Exploring the CD Collection, #7

Film Music of Lee Holdridge
London Symphony Orchestra
Charles Gerhardt, conductor

This is a good CD to talk about on two levels. First there is the conductor, Charles Gerhardt, who is most famous for his long career of championing film music and the art of music recording. Gerhardt recorded a fine series of film music compilation albums for RCA; his recordings - - undertaken with the assistance of George Korngold, the son of the great film composer Erich Wolfgang Korngold - - that are staples in the collection of any serious lover of film music. Gerhardt died in 1999 while he still might have had years of music in him. A bio of Gerhardt's career can be read here, while an article specifically on Gerhardt's film music recordings can be read here.

RCA's decision to abandon Gerhardt's film music series is a particularly frustrating one for film music fans. Since we are used to seeing worthy recording projects go undone because of commercial concerns, it's doubly annoying when projects like Gerhardt's recordings are terminated despite their commercial success. Anyhow, the recordings of Charles Gerhardt for years represented the only real way for film music lovers to explore the work of "Golden Age" composers like Herrmann, Korngold, Steiner and Rozsa. And even though many classic film scores have over the last decade at last been issued on CD, both with the original music tracks or in re-recordings, Charles Gerhardt's CDs are still worthwhile interpretations of film music's underexplored byways.

This particular CD was not part of the RCA series; rather, it was issued on Citadel Records in 1985, exhibiting the work of composer Lee Holdridge. Holdridge is one of those film composers who, like Bruce Broughton or Basil Poledouris, always gets mentioned by film music fans as a composer who just doesn't get the high-profile projects that he deserves. His music is always very melodic and memorable, even though his filmography includes relatively few films that many people will have seen. He gets a lot of work, but he never seems to get that big project that could catapult him into the rarefied air where people like James Horner and Howard Shore hold forth. This is especially frustrating in light of all the "cookie cutter" film music being churned out these days by guys like Hans Zimmer (whose music, to be fair, I do enjoy at least somewhat) and his Media Ventures disciples.

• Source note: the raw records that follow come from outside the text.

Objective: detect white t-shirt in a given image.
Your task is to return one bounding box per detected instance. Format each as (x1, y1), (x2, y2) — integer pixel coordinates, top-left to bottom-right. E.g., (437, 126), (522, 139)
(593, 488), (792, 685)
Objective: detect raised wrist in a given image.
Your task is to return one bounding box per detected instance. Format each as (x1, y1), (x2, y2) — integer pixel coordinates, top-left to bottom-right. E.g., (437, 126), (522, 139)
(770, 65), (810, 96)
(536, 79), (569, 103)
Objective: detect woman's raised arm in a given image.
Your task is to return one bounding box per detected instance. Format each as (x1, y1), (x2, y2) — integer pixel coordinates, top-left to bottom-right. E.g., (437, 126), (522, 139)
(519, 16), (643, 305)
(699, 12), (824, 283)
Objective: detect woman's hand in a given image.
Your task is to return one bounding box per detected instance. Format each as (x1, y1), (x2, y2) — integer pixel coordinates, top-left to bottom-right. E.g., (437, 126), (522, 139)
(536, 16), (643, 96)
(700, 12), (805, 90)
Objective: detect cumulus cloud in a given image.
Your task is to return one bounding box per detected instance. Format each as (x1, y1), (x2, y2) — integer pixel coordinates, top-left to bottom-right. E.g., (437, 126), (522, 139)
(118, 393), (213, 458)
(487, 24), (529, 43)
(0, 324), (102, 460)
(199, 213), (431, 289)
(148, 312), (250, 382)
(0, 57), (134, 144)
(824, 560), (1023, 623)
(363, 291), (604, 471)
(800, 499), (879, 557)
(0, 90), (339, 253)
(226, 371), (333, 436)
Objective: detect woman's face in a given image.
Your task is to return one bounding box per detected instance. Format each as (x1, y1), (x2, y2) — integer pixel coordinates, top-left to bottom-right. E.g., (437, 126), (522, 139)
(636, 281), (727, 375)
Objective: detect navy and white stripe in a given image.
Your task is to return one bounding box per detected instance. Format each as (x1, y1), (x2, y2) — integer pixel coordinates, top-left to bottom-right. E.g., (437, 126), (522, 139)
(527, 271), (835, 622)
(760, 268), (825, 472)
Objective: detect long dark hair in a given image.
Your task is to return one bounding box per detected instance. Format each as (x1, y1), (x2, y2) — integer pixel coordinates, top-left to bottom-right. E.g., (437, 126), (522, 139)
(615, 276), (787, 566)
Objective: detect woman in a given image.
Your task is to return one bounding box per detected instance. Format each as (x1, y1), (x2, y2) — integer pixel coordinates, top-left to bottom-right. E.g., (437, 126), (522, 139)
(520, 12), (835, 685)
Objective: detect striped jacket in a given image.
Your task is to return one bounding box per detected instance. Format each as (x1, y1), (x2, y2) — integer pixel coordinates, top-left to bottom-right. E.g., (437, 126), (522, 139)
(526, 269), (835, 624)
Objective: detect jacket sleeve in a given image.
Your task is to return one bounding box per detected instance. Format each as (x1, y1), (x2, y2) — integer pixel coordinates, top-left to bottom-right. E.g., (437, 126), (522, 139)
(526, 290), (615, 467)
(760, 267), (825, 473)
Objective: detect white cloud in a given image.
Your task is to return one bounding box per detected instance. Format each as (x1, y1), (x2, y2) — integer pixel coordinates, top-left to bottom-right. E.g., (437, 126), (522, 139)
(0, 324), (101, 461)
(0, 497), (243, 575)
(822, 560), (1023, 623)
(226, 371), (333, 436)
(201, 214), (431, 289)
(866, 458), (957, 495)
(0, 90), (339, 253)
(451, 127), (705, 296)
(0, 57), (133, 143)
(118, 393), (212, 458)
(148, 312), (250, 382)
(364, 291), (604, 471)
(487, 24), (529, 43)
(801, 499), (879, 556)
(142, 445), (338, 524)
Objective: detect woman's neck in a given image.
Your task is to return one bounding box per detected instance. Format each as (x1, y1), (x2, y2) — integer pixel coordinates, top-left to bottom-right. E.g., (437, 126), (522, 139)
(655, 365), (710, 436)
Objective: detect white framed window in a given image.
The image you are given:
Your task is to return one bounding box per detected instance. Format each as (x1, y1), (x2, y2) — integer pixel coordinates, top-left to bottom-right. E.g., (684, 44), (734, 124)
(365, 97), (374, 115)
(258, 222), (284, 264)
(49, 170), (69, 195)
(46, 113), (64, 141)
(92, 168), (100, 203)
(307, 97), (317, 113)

Holdridge's most "famous" efforts -- if that word can even really be applied -- include his score to The Beastmaster (is that movie still on TBS something like every nine days?), his love theme to the early Tom Hanks movie Splash, his themes to the TV series Moonlighting and Beauty and the Beast (a show which also received fine music from Don Davis, who went on to score the Matrix trilogy), and his very fine score to the recent TV movie The Mists of Avalon. (This last might have been one of the most memorable scores of the year 2001, had it not been for a TV project and had it not been completely overshadowed by Howard Shore's work for The Lord of the Rings: The Fellowship of the Ring.) And the theme of Holdridge's that is most likely to be very familiar to mainstream audiences is his East of Eden theme (limited-time sample here), which is probably better known because it was used prominently by magician David Copperfield in his "flying" illusion than because of its use in the East of Eden TV film.

This is one of the very best CDs in my film music collection. Lee Holdridge is a composer who deserves more attention, and Charles Gerhardt was in many ways film music's greatest evangelist. Here you get both.